Goûter avec Estilhaços (Fragments)
Entretien avec José Miguel Ribeiro, réalisateur de Estilhaços (Fragments)
Pouvez-vous nous parler de votre style d’animation ? Qu’est-ce qui vous a poussé à emprunter ce chemin ?
Je ne sais pas si j’ai un style d’animation, ce que je peux dire c’est que dans chaque film j’explore de nouveaux styles graphiques, de nouvelles techniques et de nouvelles façons de raconter une histoire. Jusque là, chaque projet est né d’une expérience personnelle avec d’autres auteurs que j’invite, mais pour celui sur lequel je travaille en ce moment, je vais le baser pour la première fois sur une histoire préexistante, créée par deux auteurs. L’animation est un domaine large où l’on peut trouver peinture, photo, littérature, sculpture, audiovisuel, musique et les faire interagir entre eux. C’est un domaine large que l’on peut explorer en toute liberté pour créer. Mes études sont parties de là, dessiner et peindre à l’école d’art de Lisbonne (ESBAL) et, depuis le début, j’étais intéressé par l’idée de dessiner la réalité de mon quotidien avec un journal que j’emportais partout. L’animation m’a permis de prolonger mon journal en des projets de cinéma.

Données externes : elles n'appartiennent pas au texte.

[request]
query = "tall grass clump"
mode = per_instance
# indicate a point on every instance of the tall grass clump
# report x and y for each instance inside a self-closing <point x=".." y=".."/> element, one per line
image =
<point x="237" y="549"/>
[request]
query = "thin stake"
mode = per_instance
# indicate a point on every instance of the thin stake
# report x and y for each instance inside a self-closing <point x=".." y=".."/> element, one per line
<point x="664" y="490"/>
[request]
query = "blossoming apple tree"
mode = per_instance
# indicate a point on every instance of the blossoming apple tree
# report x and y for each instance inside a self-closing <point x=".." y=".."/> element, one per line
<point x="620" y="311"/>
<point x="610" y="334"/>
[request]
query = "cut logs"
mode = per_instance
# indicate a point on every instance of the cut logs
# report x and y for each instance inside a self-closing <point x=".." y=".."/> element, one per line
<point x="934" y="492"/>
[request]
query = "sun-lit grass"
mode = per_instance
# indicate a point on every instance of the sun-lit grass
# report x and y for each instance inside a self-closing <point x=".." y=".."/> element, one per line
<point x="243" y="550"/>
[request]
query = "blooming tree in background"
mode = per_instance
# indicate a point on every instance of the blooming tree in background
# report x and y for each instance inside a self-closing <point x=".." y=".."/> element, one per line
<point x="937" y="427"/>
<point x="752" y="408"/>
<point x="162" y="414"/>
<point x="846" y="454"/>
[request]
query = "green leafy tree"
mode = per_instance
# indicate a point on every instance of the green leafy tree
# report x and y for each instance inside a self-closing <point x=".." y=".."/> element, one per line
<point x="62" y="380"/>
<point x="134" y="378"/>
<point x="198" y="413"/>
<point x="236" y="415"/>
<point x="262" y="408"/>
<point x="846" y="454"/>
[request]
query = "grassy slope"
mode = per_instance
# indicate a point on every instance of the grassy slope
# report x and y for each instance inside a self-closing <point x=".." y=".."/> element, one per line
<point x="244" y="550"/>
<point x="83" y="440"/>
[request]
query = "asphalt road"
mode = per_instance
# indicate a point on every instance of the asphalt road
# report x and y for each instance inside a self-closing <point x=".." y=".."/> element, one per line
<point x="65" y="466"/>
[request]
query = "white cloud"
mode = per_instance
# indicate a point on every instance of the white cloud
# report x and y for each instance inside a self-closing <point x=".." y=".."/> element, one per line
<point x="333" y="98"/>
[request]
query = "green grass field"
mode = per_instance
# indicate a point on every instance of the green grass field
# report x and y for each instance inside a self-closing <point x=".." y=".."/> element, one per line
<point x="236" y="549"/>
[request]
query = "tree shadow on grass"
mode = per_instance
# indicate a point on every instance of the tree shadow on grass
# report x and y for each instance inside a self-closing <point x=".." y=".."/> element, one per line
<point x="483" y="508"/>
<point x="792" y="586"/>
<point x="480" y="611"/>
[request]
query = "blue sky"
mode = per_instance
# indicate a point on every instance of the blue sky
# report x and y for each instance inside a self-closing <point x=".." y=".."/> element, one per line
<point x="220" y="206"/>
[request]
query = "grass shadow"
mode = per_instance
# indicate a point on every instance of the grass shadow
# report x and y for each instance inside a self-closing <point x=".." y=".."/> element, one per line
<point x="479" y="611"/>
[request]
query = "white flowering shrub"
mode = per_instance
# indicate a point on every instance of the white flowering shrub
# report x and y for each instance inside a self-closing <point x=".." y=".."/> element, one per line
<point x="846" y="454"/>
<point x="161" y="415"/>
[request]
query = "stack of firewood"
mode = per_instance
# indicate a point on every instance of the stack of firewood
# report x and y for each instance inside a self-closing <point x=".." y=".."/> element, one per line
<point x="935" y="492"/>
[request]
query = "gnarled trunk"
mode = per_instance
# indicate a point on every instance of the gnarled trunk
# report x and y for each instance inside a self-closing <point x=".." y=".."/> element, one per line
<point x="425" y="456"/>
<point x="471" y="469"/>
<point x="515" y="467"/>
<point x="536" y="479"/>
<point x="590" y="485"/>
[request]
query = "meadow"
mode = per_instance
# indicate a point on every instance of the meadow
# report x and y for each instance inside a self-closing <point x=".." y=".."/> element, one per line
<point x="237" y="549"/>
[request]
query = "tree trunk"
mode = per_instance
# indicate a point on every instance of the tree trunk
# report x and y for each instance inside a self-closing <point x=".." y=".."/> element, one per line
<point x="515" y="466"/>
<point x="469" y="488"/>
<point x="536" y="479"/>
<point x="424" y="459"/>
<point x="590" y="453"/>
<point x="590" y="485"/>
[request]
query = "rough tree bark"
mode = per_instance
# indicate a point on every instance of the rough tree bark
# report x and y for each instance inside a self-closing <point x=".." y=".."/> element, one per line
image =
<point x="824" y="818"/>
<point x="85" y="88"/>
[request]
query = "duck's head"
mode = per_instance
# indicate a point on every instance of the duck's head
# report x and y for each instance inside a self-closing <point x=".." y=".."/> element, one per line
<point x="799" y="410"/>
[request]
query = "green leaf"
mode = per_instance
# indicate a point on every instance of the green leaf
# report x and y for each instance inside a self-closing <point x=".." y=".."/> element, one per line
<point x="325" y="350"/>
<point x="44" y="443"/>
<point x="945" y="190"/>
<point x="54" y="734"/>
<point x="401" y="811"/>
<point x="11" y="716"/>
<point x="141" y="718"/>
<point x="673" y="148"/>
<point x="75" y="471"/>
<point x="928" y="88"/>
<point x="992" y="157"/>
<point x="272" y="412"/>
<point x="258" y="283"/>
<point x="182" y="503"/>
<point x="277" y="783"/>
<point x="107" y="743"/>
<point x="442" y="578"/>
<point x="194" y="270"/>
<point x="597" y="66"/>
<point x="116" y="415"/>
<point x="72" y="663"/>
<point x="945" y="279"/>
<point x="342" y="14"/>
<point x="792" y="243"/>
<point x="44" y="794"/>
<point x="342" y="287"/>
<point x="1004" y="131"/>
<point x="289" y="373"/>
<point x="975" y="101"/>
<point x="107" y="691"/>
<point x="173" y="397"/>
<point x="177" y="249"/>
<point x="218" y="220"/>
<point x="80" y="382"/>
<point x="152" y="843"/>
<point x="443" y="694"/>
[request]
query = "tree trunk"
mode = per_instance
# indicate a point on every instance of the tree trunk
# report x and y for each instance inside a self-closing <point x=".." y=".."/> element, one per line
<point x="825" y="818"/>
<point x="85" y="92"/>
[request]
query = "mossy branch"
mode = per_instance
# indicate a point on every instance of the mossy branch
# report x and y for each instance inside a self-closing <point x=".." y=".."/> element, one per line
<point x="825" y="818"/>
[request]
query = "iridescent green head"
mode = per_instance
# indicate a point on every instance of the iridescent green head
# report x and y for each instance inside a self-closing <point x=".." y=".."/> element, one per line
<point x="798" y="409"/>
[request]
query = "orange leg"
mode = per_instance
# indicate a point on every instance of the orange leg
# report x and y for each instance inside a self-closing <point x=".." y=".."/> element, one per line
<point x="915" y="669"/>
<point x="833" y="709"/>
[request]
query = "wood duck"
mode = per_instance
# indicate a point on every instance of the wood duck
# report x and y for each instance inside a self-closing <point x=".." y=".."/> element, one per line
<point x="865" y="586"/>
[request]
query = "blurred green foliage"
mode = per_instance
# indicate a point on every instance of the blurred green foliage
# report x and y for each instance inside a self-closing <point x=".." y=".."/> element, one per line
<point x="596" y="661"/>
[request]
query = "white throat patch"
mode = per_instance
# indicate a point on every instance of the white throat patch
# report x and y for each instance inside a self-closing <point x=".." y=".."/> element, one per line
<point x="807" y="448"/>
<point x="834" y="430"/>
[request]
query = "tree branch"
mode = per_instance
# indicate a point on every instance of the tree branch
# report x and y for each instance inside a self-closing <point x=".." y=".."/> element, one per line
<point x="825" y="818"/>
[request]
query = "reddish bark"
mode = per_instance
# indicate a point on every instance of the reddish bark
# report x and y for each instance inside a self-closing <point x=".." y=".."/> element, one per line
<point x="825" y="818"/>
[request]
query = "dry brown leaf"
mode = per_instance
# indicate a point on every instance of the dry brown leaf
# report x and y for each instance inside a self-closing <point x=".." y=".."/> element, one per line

Pouvez-vous nous en dire plus sur la guerre qui est au cœur de l’histoire et vos raisons pour l’aborder ?
La guerre que je décris dans le film a commencé en 1961 avec un désir légitime des peuples africains de gagner leur indépendance, qui a été nié par le régime fasciste portugais. Les conséquences de ce conflit qui a duré 13 ans sont encore très présentes dans la société portugaise contemporaine. Les corps des soldats portugais et africains ont été les réceptacles de cette guerre. Alors, en 1974, quand le conflit a pris fin, les 900 000 soldats rentrés au Portugal ont ramené la guerre dans leurs familles et auprès de leurs amis. C’était presque 10% de la population et bien sûr, cela a influencé l’avenir. Mon père en a fait partie et une fois encore, l’histoire du film est basée sur une expérience personnelle. Avant que le stress post-traumatique ne porte un nom – ce qui n’est arrivé qu’en 1992 après une longue période d’études sur les vétérans du Vietnam aux Etats-Unis -, au Portugal, un grand nombre de familles cherchaient à résoudre un problème dont personne ne savait ce qu’il était. Et encore aujourd’hui, le gouvernement portugais ne reconnaît pas le syndrome de stress post-traumatique chez ses anciens soldats comme une blessure de guerre, ce qui rend encore plus difficile la souffrance de ces personnes et leurs familles.
[Attention Spoiler] Qu’est-ce qui vous a motivé à intégrer des éléments en prises de vues réelles au film ?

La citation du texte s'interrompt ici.